Upscale/Downscale SF Dining: A Tale of Three Bowls

spicy tofu ramen, I can taste it now

spicy tofu ramen, I can taste it now

There are so many good places to eat in San Francisco that it’s almost overwhelming. Can you even get a bad meal? At any price point?

In the course of our longish weekend in the Bay area, our food choices ran the spectrum. We had great breakfast burritos at a divey walk in, next to newly minted interns scrounging to save their pennies. Then later that morning, I was tempted to drop an obscene amount for a cup of real Yemen coffee at Blue Bottle. (I declined).

Since our clocks were off and we found ourselves hungry at off times, we ate mid-afternoon lunches. One afternoon, we waited in line at Hog Island at the Ferry Terminal Building to eat oysters by the platter. And washed it down with crisp, chilled glasses of rose (in my case), beer in G’s. Then back to the hotel to nap.

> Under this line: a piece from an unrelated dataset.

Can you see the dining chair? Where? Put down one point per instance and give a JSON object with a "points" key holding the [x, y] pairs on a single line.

Another afternoon found us at a hole in the wall ramen place across from a theater. A Michelin-mentioned ramen place, how cool is that? My spicy ramen with seaweed added was great, reinvigorating me for the evening to come. And is it just me or does ramen seem healthy-ish? I mean it’s just broth, springy noodles and in my case vegetables …. right?

Squid ink pasta, one of my favorites, with

Squid ink pasta, one of my favorites, with biting greens and clams

Toward the other end of the spectrum – toward because there’s ultra high-end in SF –  we had an amazing dinner at Stone’s Throw in Russian Hill, riding through scenic up and down hills on our way there. This squid ink pasta dish tasted of the ocean, with brininess balanced by sharp greens and tender calamari. A wonderful mix of flavors and textures.

Terrific with a zippy white from their fun wine list. I mean, with categories like “Bizarrely Unique” and “Crowd Pleasers” as well as a list of wines the staff drinks on their days off …. I only wish we could have gone back to sample more – of both food and wine.

Word of warning: the bar carries only brewed or fermented beverages, nothing distilled. In other words, no cocktails. Although oddly, I liked that. Sometimes I find cocktails to be too precious in today’s hipster hand-crafted cocktail world. And Stone’s Throw was not that at all; it was laid back, friendly and focused on great food and a wide, sometimes off-the-beaten path, selection of wine and beer to complement the food.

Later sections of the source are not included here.